Пришествие литературной теории, разрыв, вызвавший столько сетований и оторвавший ее от истории литературы и критики, произошел с введением лингвистической терминологии в метаязык описания литературы. Имеется в виду терминологическая система, в которой прежде определяется способ обозначения референта, а потом уже сам референт, которая видит в референте функцию языка, а не непосредственную данность. Непосредственное, интуитивное восприятие действительности предполагает оперирование понятиями восприятия, сознания, опыта, что сразу ведет в мир логики и рационального понимания, а в нем эстетике принадлежит не последняя роль. Но если допустить, что наука о языке может покоиться на других основаниях, помимо логики, то возникнет новая терминология, которая может быть не связана с эстетикой. Современная литературная теория становится сама собой, когда соссюровская лингвистика была применена к литературному произведению.

Близость структуральной лингвистики к литературному произведению не столь очевидна, как это видится нам с сегодняшней исторической дистанции. Закладывая научные основы языкознания, Пирс, Соссюр, Сепир и Блумфильд не помышляли о литературе. Но интерес к семиотике таких филологов, как Роман Якобсон или Ролан Барт, свидетельствует о тяготении литературоведения к лингвистической теории знака. Понимание языка как системы знаков и обозначений, а не как устойчивого набора готовых значений, смещает или вовсе отменяет традиционные границы между литературным использованием языка и теми его применениями, что считались нелитературными, и освобождает весь корпус текстов от гнета канона. Встреча литературы с семиотикой имела более важные последствия, чем контакты с другими теориями – филологическими, психологическими, эпистемологическими, – которые раньше опробовали литературоведы. Продуктивность применения семиотических методов к литературе сказалась в том, что если результаты всех предыдущих подходов было легко изложить обычным языком, семиотические методы вскрыли модели, которые могут быть описаны только с помощью лингвистической терминологии. Язык семиотики и язык литературы, очевидно, имеют что-то присущее им обоим, что может быть обнаружено только с помощью подходов, специфичных для этих дисциплин. Это «что-то» называется «литературностью»; она и стала предметом литературной теории.

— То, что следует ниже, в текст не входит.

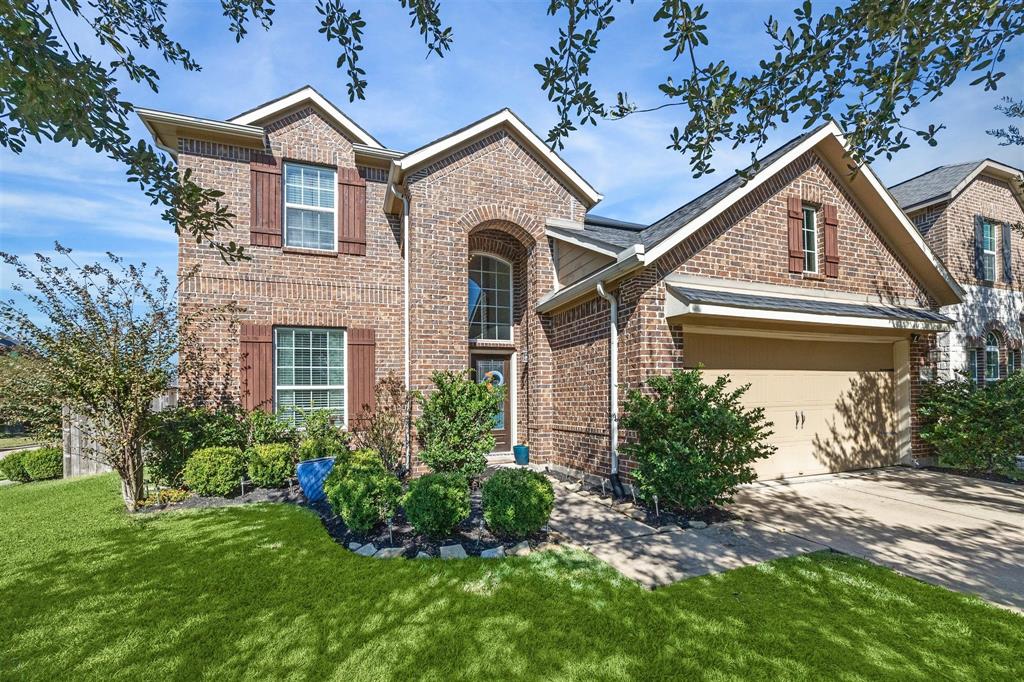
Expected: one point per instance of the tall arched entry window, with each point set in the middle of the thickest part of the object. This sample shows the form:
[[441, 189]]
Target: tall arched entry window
[[489, 299]]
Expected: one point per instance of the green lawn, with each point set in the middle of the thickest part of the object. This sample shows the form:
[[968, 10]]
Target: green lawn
[[261, 592]]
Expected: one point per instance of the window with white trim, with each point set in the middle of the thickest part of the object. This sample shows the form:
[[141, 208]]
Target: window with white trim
[[810, 233], [991, 357], [309, 372], [988, 243], [309, 207], [489, 299]]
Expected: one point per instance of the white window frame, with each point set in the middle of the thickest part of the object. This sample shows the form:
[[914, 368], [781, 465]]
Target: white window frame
[[469, 322], [344, 371], [286, 205], [810, 210], [989, 255]]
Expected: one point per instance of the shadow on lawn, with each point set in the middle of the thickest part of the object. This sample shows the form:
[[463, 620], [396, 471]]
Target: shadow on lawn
[[262, 592]]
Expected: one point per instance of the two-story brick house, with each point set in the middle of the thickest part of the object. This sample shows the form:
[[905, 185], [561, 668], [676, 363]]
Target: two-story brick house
[[968, 213], [479, 250]]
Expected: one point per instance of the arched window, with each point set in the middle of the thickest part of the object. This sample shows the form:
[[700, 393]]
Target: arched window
[[489, 298], [991, 356]]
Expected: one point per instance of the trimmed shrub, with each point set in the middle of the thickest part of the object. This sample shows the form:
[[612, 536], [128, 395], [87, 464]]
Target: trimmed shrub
[[437, 503], [12, 469], [181, 431], [694, 441], [517, 502], [363, 492], [455, 428], [270, 465], [43, 463], [978, 428], [214, 471]]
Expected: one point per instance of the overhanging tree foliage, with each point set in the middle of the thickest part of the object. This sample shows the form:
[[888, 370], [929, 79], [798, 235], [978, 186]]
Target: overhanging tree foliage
[[105, 339]]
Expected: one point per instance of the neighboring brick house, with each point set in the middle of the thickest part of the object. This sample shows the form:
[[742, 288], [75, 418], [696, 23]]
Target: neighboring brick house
[[478, 250], [971, 215]]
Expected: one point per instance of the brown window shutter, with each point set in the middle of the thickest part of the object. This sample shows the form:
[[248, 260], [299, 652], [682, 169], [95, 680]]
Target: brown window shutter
[[256, 343], [795, 218], [830, 212], [351, 212], [265, 207], [361, 376]]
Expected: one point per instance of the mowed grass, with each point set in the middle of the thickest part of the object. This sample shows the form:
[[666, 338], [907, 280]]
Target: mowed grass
[[261, 592]]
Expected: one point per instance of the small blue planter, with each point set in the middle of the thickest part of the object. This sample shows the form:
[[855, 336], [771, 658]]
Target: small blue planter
[[311, 475]]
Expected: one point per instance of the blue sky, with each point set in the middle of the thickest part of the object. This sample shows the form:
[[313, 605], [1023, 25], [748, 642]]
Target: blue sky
[[53, 192]]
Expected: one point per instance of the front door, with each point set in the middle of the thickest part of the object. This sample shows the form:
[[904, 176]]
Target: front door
[[496, 370]]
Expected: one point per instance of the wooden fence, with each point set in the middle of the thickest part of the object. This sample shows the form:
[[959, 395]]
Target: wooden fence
[[82, 457]]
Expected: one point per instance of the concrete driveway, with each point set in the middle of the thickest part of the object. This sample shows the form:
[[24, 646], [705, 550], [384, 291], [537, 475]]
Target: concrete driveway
[[964, 534]]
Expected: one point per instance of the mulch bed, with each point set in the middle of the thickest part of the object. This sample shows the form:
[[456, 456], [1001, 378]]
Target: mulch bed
[[999, 478]]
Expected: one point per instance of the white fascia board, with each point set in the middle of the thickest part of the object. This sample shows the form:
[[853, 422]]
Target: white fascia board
[[584, 242], [677, 308], [763, 176], [506, 118], [304, 94]]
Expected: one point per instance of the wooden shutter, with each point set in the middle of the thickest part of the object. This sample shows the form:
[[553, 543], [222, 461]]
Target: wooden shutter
[[1008, 253], [351, 212], [795, 216], [256, 343], [830, 212], [979, 247], [265, 207], [361, 375]]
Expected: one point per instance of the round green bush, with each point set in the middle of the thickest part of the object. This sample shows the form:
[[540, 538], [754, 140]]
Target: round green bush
[[11, 468], [270, 465], [517, 502], [363, 492], [214, 471], [43, 463], [437, 503]]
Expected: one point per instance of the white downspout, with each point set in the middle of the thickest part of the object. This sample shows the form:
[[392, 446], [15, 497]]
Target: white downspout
[[612, 374], [404, 322]]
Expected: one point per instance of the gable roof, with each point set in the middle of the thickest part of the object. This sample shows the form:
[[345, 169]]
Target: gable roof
[[306, 95], [944, 182], [828, 140], [443, 146]]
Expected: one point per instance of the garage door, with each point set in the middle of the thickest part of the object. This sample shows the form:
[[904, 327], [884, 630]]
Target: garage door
[[832, 402]]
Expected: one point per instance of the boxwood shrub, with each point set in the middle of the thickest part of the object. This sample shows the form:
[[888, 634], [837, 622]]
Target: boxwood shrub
[[214, 471], [43, 463], [270, 465], [361, 491], [437, 503], [517, 502], [11, 467]]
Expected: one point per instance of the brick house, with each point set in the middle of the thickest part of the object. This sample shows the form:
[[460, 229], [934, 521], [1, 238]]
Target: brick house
[[967, 213], [479, 250]]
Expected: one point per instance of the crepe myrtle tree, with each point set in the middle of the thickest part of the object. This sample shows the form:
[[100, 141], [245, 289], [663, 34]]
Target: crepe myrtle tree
[[866, 64], [105, 338]]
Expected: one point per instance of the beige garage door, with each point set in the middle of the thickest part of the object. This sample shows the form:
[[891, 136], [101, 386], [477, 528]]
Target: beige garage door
[[832, 402]]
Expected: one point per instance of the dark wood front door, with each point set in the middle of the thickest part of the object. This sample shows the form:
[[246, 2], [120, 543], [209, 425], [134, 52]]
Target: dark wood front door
[[496, 369]]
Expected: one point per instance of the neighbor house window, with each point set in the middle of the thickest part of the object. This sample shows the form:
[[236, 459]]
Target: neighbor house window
[[309, 207], [991, 357], [309, 372], [489, 299], [988, 250], [810, 240]]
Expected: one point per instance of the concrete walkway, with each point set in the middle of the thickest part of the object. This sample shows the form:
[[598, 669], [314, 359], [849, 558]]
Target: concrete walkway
[[655, 557], [964, 534]]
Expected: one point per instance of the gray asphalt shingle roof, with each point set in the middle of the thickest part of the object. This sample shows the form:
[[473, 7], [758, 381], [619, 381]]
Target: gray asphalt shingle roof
[[739, 300], [935, 182]]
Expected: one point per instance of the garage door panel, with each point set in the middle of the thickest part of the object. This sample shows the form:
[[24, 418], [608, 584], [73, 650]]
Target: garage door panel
[[823, 421]]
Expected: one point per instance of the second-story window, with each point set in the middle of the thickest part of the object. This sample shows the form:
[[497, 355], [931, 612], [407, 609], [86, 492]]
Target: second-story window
[[810, 240], [988, 250], [309, 207]]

По поводу литературности высказано немало ошибочных суждений, которые спровоцировали неразбериху в сегодняшних дискуссиях. Например, часто полагают, что это просто новое слово для обозначения эстетической реакции. Путанице способствует частое употребление даже основоположниками рядом с «литературностью» терминов «стиль», «форма», «поэзия» («поэзия грамматики») – все это термины с сильными эстетическими коннотациями. Но относительная свобода языка как знаковой системы от референциальности делает его крайне ненадежным и непостоянным источником познания, ведь использование языка не определяется соображениями истинности или ложности, добра или зла, наслаждения или боли. Там, где потенциальная автономность языка может быть показана аналитически, мы имеем дело с литературностью и с литературой как пространством, в котором осуществляется это негативное постижение природы языкового высказывания. Происходящее при этом выдвижение в центр материальной, физической стороны обозначающего создает сильную иллюзию эстетического как раз в тот миг, когда эстетическая функция приостановлена, временно бездействует. Вот почему семиотика и сходные методы всегда будут считаться формальными, а их ценность будет усматриваться не в сфере семантики, а в эстетике. Но предопределенность этого распространенного понимания сути метода еще не свидетельствует о верности подобного понимания. Литература есть не утверждение, а уничтожение эстетических категорий. Одно из следствий этого факта: хотя традиционно мы привыкли читать литературу по аналогии с пластическими искусствами и музыкой, пришла пора осознать необходимость неперцептуального, лингвистического момента в живописи и музыке и научиться читать картины, а не воображать их значение.